Moore remembers the day well, because he was sitting on a couch next to Brassard, watching TV in Dorsett's condo, when the deal went down.
"'Brass' and I were watching the trade deadline together, both of our phones rang and next thing you know we're off to New York," Moore said. "It was kind of unique. We'll always be grouped together. We've always been friends."
Brassard has produced the most statistically, complementing his 18-goal, 27-assist regular season with six goals (two game-winners against Pittsburgh) and six assists in the postseason.
Moore, 23, and Brassard, 26, teamed up in Game 4 to assist on Benoit Pouliot's game-opening goal in the Rangers' 2-1 victory against the Kings. Dorsett contributed five hits and a take-away.

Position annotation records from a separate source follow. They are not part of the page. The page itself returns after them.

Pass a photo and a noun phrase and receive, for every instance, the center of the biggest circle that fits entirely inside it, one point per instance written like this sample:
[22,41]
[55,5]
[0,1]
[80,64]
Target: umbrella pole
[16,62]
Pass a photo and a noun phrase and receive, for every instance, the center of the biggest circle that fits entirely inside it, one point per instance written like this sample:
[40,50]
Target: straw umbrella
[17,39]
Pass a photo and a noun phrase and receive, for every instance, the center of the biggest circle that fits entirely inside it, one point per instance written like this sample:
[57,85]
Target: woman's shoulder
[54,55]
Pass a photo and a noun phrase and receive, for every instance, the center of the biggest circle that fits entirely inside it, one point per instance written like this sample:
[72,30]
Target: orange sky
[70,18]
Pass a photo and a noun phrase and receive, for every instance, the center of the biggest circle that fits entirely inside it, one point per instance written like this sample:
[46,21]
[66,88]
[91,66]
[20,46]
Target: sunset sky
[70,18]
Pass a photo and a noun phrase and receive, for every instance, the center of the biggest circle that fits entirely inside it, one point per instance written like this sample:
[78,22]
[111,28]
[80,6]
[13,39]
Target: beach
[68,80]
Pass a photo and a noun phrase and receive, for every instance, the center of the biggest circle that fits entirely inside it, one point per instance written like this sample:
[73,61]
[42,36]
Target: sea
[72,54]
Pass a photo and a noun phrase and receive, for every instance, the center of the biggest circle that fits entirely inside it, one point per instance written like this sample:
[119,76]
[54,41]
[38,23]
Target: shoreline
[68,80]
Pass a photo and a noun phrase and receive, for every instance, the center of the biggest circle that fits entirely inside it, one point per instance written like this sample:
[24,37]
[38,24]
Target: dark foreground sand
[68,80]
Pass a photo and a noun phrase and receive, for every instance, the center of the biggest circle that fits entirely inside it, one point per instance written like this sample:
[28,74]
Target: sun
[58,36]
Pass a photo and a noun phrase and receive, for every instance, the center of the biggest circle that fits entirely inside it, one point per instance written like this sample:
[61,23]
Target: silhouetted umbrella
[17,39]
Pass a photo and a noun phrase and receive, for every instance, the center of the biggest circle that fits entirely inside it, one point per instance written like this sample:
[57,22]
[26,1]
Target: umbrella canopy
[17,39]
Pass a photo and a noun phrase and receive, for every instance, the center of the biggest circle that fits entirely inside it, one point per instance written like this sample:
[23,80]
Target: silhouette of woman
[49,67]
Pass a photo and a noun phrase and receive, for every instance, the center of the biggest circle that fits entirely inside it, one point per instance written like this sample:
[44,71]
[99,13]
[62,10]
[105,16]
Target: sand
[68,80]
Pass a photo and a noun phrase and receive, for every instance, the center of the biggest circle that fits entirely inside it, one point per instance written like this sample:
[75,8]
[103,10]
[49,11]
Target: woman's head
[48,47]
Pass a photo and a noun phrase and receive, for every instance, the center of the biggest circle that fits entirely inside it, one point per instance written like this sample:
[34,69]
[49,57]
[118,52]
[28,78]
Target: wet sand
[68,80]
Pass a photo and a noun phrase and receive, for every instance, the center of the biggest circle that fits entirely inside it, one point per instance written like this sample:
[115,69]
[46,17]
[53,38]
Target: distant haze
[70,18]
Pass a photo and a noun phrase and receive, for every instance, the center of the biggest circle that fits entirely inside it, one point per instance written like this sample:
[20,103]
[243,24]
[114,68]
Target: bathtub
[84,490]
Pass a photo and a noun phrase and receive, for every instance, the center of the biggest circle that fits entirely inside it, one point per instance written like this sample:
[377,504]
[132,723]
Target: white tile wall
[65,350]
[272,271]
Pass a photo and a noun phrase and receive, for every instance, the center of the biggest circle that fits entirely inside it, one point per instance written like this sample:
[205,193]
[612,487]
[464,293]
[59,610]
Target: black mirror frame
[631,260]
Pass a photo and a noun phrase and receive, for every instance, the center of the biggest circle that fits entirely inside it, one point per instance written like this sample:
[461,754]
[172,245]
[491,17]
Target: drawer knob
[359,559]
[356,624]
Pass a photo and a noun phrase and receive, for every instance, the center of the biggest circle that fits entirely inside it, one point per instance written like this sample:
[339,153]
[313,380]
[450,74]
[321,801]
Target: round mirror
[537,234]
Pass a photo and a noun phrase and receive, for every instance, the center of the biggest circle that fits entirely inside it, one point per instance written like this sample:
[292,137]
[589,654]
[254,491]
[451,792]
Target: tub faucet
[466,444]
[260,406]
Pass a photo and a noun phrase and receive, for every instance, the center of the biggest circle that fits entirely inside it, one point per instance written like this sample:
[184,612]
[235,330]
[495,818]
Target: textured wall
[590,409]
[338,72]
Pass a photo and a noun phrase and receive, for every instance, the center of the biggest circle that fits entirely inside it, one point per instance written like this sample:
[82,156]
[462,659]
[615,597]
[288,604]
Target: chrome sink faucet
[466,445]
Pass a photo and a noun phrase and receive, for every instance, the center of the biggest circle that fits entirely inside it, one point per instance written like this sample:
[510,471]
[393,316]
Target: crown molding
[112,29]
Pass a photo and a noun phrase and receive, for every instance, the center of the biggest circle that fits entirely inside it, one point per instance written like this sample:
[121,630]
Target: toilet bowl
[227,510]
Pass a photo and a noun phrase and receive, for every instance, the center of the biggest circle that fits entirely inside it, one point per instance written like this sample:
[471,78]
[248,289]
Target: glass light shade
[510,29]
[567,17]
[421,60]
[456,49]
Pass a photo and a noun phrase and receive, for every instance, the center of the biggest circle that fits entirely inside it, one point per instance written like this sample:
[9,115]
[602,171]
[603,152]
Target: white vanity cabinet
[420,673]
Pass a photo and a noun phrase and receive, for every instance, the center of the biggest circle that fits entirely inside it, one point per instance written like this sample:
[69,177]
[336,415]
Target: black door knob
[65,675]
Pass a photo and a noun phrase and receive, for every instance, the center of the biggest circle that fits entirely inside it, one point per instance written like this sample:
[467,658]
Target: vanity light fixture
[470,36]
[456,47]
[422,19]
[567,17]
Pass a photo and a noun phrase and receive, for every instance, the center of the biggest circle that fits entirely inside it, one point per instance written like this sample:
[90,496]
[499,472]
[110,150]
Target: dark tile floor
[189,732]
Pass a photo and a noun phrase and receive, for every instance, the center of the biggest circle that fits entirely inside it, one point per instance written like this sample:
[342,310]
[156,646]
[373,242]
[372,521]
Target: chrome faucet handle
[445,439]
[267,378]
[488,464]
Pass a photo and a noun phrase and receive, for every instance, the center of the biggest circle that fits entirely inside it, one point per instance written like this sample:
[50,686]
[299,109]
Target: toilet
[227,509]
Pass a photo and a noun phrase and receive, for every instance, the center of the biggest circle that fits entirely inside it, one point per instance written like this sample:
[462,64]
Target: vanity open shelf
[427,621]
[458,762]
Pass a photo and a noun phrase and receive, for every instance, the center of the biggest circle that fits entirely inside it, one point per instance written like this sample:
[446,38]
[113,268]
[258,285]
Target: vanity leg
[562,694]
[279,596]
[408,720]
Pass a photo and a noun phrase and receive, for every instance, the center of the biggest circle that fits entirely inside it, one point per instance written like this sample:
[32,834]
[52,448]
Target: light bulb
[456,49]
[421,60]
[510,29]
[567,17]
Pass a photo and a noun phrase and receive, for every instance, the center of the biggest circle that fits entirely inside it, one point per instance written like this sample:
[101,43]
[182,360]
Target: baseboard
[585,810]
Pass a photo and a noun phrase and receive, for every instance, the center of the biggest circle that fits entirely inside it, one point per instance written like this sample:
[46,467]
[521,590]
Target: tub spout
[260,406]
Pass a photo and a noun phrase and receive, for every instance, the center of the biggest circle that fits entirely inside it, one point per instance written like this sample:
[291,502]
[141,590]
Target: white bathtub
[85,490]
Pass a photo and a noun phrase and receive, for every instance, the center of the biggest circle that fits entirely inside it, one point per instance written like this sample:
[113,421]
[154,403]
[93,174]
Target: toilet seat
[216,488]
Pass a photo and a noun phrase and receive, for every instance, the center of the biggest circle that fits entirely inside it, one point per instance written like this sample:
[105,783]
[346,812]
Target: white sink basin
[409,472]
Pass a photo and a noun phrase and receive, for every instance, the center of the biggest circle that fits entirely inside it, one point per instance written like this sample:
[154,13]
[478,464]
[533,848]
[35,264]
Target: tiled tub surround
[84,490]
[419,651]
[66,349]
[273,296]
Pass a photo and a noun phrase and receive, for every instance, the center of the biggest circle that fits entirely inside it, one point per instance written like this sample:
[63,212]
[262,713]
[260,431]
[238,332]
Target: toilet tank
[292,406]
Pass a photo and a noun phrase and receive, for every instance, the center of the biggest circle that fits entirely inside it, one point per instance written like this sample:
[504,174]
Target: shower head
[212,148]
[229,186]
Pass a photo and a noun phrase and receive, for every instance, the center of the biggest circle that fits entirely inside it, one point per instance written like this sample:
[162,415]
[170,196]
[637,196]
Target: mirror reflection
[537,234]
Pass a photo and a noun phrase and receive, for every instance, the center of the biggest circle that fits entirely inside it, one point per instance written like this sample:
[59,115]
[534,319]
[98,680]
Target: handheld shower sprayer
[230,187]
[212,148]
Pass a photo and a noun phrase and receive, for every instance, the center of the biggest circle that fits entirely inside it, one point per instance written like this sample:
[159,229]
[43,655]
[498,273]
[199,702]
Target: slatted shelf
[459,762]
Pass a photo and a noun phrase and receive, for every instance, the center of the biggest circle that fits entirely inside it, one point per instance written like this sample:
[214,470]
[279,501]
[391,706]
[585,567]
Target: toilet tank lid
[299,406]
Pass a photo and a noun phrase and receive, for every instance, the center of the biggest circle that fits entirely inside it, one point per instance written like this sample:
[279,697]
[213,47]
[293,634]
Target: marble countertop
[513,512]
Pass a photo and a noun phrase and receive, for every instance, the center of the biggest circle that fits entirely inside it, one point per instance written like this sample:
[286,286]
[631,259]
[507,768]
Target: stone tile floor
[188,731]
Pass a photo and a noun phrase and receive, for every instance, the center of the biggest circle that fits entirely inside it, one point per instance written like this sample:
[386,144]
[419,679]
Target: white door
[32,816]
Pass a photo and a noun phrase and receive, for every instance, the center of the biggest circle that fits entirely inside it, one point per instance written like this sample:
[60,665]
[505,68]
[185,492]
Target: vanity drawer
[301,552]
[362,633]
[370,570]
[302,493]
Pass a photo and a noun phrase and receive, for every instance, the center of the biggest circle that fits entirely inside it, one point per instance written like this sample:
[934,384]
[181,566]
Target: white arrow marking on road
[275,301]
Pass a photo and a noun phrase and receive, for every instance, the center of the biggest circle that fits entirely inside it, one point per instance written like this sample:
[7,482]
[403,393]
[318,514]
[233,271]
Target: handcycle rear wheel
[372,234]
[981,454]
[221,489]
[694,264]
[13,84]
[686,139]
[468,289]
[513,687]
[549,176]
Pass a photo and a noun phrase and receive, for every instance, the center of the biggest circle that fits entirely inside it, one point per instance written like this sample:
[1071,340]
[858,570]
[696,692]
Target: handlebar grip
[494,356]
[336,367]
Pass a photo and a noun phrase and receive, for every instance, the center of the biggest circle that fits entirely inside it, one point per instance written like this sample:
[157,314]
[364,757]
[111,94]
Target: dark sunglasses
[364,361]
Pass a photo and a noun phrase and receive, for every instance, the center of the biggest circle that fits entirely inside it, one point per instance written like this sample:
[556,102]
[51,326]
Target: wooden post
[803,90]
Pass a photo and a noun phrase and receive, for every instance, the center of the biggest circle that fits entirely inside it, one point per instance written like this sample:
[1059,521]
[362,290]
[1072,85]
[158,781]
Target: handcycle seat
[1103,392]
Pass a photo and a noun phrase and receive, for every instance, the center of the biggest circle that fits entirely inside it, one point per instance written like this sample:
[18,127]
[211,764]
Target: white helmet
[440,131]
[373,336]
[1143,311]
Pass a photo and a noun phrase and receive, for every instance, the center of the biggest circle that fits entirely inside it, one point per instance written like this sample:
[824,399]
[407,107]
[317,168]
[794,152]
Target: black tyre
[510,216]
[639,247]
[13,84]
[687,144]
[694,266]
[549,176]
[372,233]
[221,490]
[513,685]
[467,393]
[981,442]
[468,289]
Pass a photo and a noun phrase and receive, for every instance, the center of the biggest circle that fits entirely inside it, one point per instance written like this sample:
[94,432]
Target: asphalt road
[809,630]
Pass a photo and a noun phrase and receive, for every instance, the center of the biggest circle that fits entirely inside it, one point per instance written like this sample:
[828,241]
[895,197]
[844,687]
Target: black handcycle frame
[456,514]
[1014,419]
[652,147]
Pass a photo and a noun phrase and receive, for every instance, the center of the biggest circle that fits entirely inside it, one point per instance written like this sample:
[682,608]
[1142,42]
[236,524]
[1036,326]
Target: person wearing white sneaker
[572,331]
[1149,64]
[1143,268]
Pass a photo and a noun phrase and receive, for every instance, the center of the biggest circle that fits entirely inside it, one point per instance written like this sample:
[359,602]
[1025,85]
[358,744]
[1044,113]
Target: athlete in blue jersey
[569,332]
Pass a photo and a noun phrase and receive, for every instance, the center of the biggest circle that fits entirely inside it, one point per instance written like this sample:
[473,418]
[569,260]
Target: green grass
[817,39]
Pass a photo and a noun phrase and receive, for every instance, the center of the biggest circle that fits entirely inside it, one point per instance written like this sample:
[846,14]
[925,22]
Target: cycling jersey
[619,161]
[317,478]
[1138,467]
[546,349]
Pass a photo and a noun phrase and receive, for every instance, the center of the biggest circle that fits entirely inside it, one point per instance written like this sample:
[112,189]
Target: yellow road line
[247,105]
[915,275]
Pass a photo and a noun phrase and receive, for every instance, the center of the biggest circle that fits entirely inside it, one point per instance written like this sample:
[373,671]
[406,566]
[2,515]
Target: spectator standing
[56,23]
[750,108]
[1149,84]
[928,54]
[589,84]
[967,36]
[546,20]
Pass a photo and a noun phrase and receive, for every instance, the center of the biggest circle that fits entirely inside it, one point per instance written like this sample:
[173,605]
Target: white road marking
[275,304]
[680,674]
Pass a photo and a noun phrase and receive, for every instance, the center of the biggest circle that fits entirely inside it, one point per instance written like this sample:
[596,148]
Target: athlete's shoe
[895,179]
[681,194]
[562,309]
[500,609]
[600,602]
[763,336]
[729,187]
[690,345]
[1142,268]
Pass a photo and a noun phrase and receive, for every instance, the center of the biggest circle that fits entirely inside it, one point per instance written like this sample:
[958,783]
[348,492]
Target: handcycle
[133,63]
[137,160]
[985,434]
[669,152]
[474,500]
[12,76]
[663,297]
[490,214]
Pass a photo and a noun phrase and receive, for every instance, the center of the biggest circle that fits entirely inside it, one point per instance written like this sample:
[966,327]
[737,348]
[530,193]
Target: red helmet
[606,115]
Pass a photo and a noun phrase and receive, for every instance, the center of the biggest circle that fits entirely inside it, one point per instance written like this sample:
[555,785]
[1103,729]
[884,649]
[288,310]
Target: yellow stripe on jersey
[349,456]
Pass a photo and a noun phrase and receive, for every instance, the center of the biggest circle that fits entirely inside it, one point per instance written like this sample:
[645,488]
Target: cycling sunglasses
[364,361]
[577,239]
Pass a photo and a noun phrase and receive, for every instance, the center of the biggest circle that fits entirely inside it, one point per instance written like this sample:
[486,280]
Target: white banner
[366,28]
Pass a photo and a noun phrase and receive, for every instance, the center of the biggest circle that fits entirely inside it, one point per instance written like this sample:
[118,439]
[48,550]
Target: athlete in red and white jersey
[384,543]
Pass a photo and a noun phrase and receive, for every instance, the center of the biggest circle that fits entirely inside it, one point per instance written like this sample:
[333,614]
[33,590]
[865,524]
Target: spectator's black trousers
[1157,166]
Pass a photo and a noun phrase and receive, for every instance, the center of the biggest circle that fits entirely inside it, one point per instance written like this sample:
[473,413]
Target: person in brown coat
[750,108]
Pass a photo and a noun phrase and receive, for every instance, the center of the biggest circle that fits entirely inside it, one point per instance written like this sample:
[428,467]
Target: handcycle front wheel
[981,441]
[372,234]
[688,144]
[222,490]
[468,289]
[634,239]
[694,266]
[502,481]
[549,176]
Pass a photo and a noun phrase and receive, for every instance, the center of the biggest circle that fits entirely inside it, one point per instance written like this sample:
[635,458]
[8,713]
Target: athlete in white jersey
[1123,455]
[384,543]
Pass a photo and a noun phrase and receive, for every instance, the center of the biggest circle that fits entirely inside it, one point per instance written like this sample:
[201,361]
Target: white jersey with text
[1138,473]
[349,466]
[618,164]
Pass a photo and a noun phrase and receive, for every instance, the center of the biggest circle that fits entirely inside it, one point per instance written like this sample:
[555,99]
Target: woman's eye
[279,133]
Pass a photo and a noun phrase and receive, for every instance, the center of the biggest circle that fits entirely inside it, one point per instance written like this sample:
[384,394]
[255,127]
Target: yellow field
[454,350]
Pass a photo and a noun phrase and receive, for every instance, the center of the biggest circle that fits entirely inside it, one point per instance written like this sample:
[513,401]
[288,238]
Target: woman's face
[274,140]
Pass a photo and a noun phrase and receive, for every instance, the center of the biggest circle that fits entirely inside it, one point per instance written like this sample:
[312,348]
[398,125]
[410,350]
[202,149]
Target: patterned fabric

"Happy to be with the Rangers, they've given the guys a chance to produce and be successful," Brassard said. "Since we got here, we've been playing well. Johnny's a great young defenseman; the best is in front of him. 'Dors' is a hard-nosed power forward who's not that big, but plays big. We're having fun — a few wins from my dream.
"Obviously, trades happen. It's part of the business, part of the sport. This one has worked out."
Actually, it didn't work out for Gaborik and the Kings until Columbus sent the forward west before this season's trade deadline. Gaborik has 21 points in the postseason, including a goal, an assist and 11 shots on goal in the Final.
That '70s headache
The Rangers said there will be great attention given to the Kings' line of center Jeff Carter and young forwards Tyler Toffoli and Tanner Pearson, which combined for 14 shots on goal, including a handful of near misses.
New York Coach Alain Vigneault said Toffoli-Carter-Pearson "were, without a doubt — especially on that second period there, with their outside speed — a real force.
"It happened a few times when that line was on, we didn't manage the puck the way we were supposed to. They're coming one way, we're going the other. It's tough for any [defensemen] or forwards to be able to handle that speed. We're very aware of it and we're going to try to do a better job."
By drawing 3.383 million viewers to Game 4 of the Stanley Cup Final, NBC Sports Network announced it broadcasted the most-watched Stanley Cup playoffs in 17 years.
An average of 1.098 million viewers watched the 77 playoff games on NBCSN, a rise of 10% from last year's viewership. The ESPN-televised playoffs in 1997, won by the Detroit Red Wings, drew a 1.211-million average.
Average viewership for this season's final is 4.652 million, the highest since the 2002 Detroit-Carolina final (4.726-million average).
No LIVE video
The Kings announced they will not be showing Game 5 on the L.A. LIVE video screens.The Kings noted in a statement that all restaurants at L.A. LIVE will be open and show the game on televisions inside their facilities.